Awal Ramadan NU-Muhammadiyah Berpotensi Tak Serentak, MUI: Sudah Biasa

Elmadani.id_Webinar Penentuan 1 Ramadan 1443 H/2022 Masehi yang digelar Lembaga Pentashih Buku dan Konten Keislaman (LPBKI) MUI dan Majelis Pemuda Islam Indonesia (MPII) di Jakarta Kamis (24/3) mengupas potensi perbedaan awal Ramadan tahun ini (1443 H). Wakil Ketua Umum MUI Marsudi Syuhud menegaskan perbedaan awal Ramadan, Idul Fitri, maupun Idul Adha di Indonesia sudah biasa.

Sebagaimana diketahui Muhammadiyah sudah mengumumkan awal Ramadan jatuh pada 2 April. Sementara itu, NU yang menggunakan metode rukyat atau memantau hilal menyampaikan kemungkinan puasa Ramadan dimulai 3 April.

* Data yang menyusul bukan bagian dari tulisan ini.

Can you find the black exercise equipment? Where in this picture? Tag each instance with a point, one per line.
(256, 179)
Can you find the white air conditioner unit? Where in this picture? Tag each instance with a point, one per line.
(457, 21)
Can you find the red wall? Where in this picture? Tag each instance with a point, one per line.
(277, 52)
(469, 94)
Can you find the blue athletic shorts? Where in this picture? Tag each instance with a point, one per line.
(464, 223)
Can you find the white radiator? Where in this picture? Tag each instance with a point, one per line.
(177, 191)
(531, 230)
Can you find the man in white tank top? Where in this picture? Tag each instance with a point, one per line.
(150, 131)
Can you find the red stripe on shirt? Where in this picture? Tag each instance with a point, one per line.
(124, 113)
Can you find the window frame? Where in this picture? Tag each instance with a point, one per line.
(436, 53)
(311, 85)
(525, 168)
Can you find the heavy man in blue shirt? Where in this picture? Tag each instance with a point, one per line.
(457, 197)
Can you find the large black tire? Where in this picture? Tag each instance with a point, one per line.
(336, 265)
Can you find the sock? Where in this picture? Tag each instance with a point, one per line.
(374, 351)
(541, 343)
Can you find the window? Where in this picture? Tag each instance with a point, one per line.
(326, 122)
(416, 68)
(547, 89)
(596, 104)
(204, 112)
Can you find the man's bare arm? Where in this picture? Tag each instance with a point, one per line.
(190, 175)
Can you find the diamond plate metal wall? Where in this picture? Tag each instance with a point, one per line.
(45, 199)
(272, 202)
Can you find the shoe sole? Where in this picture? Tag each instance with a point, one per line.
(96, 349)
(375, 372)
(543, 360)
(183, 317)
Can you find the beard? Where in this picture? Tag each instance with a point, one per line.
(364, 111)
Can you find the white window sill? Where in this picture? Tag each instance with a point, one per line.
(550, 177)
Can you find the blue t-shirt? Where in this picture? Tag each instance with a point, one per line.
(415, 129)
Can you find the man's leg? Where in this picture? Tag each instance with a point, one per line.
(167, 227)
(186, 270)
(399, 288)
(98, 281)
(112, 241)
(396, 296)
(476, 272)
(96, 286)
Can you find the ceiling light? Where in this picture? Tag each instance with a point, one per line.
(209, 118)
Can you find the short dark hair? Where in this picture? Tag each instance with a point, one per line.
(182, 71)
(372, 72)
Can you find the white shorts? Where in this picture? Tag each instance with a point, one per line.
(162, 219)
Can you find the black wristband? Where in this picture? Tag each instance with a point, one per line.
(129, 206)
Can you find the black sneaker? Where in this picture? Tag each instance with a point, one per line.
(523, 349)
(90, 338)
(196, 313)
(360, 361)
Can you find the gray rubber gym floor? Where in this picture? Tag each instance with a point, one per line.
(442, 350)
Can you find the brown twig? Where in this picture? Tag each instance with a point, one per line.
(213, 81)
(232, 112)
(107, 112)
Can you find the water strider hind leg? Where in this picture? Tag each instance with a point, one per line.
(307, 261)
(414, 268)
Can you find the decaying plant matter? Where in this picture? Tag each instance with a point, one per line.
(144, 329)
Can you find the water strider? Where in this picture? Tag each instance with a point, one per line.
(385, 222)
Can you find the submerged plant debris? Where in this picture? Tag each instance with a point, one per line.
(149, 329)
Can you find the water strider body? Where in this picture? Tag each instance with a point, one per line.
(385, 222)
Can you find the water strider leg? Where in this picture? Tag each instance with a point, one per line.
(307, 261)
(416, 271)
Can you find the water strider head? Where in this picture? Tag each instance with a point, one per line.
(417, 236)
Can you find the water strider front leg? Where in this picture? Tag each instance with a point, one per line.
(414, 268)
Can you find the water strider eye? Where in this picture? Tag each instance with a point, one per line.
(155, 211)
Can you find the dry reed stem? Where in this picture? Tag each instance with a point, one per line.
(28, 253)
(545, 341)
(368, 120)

Pemerintah dalam hal ini Kemenag baru akan memutuskan awal Ramadan pada sidang isbat yang digelar 1 April mendatang. Lebih lanjut Marsyudi menekankan umat Islam di Indonesia perlu menyikapi perbedaan tersebut secara dewasa.

Tidak perlu dijadikan sebuah polemik. Sebab masing-masing metode yang digunakan memiliki landasan masing-masing.

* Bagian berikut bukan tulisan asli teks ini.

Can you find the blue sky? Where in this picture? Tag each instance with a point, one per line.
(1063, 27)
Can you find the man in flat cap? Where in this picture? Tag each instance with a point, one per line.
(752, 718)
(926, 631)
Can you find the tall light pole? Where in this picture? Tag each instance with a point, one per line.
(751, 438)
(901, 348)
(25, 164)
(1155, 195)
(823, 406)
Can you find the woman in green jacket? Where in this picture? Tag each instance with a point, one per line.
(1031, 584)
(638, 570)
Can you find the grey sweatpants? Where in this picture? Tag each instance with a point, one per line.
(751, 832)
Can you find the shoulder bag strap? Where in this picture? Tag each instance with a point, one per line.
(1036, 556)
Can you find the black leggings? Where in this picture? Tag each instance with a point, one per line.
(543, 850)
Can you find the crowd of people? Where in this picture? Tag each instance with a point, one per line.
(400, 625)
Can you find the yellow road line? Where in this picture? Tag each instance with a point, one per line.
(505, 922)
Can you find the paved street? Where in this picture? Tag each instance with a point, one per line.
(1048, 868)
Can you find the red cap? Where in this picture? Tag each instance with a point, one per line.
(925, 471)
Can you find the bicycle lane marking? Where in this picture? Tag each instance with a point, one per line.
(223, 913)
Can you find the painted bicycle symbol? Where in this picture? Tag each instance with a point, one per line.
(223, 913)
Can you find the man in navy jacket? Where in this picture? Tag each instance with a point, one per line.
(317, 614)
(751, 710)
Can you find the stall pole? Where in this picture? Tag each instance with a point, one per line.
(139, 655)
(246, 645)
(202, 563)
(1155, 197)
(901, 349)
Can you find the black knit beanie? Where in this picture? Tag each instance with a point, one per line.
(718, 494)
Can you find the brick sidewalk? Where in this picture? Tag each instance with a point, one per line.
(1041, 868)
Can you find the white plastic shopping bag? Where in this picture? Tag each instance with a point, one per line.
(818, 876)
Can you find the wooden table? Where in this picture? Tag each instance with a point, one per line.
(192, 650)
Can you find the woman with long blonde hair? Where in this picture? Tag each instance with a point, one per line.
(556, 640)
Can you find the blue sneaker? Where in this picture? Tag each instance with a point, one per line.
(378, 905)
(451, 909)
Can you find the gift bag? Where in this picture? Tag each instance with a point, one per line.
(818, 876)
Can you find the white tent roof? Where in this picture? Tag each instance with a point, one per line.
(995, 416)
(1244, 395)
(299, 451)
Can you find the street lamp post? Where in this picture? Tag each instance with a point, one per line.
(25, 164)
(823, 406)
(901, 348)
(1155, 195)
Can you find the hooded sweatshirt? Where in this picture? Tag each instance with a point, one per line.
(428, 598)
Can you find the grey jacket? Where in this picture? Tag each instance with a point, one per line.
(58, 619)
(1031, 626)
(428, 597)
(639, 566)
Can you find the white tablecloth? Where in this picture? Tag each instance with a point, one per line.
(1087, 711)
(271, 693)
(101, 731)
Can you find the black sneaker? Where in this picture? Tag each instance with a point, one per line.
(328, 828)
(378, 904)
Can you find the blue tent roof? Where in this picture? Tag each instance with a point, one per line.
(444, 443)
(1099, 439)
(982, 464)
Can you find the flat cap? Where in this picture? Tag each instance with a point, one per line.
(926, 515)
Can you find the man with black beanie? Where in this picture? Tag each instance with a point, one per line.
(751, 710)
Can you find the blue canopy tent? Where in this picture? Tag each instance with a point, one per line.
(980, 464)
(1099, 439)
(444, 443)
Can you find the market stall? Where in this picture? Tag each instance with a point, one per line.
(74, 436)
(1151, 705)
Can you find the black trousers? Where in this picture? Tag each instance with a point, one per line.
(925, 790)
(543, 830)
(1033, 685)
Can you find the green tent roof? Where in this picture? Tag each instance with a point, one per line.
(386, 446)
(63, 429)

“Ilmu penentuan kalender ini sangat penting, karena sangat berpengaruh untuk menentukan kapan dimulainya ibadah Ramadan,” katanya.

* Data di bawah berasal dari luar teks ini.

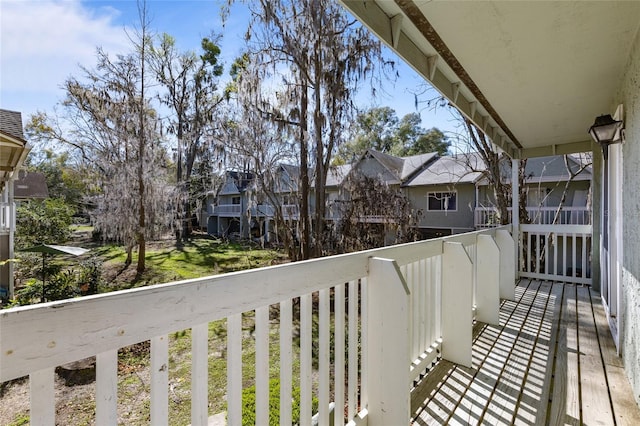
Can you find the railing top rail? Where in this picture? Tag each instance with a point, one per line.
(51, 334)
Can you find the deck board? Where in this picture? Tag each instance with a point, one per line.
(551, 361)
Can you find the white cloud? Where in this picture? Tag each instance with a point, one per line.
(44, 41)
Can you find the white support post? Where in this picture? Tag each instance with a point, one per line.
(160, 380)
(507, 264)
(199, 374)
(388, 344)
(515, 208)
(107, 388)
(487, 280)
(43, 403)
(457, 297)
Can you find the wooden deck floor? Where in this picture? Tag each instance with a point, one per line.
(552, 361)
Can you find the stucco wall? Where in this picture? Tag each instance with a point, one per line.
(629, 96)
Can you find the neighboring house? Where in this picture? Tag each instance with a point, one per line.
(13, 151)
(30, 186)
(446, 193)
(450, 193)
(227, 210)
(390, 170)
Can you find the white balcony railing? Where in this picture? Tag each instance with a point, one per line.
(391, 311)
(486, 217)
(556, 252)
(227, 210)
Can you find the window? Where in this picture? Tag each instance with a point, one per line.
(442, 201)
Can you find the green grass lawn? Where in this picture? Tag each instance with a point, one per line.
(197, 258)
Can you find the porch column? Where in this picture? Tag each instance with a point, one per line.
(515, 210)
(596, 215)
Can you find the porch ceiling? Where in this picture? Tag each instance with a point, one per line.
(534, 75)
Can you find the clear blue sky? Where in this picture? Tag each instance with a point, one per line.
(43, 42)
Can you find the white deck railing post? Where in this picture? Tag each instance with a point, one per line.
(507, 264)
(457, 297)
(388, 344)
(488, 280)
(43, 403)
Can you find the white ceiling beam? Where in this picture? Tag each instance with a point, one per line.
(396, 29)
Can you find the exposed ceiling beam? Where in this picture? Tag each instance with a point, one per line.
(386, 29)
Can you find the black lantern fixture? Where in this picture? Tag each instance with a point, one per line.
(604, 129)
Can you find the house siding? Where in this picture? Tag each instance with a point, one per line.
(460, 219)
(629, 96)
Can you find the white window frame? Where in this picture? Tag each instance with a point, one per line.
(442, 192)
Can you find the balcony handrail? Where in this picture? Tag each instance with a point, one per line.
(487, 216)
(38, 338)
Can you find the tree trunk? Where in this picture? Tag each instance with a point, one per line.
(319, 157)
(304, 175)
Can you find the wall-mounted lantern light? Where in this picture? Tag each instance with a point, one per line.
(605, 131)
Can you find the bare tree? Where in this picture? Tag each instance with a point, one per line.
(189, 82)
(113, 129)
(319, 58)
(373, 214)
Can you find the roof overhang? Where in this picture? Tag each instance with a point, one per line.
(533, 75)
(13, 152)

Dia menegaskan mengenai perbedaan penetapan awal Ramadan itu sudah biasa. “Kita sudah diajarkan bagaimana cara menyikapinya,” katanya.

Bahkan Kemenag sampai hari ini selalu menyatukan perbedaan-perbedaan dalam penentuan Ramadan dengan diadakannya sidang isbat. Dalam kesempatan yang sama Sekjen MUI Amirsyah Tambunan menyampaikan perbedaan dalam pendekatan hisab dan rukyat itu sebuah keniscayaan.

“Di satu sisi untuk memahami dan sebagai bentuk toleransi,” jelasnya.

Amirsyah menegaskan 1 Ramadannya sama. Namun yang berbeda adalah tanggal penetapannya. Kajian ini sering dilakukan dan diharapkan untuk melengkapi kajian kajian sebelumnya.

Ketua LPBKI-MUI Prof. Endang Soetari menyampaikan bahwa mereka mendukung kegiatan-kegiatan yang membahas permasalahan metode hisab dan rukyat. Endang mengucapkan apresiasi pihak-pihak yang mendukung terselenggaranya kegiatan ini.

Guru besar astronomi Badan Riset dan Inovasi Nasional (BRIN) Prof. Thomas Djamaluddin membahas potensi terjadinya perbedaan penentuan awal bulan Ramadan. Menurut Thomas hal ini bisa terjadi karena kriteria penentuan awal bulan Ramadhan berbeda-beda.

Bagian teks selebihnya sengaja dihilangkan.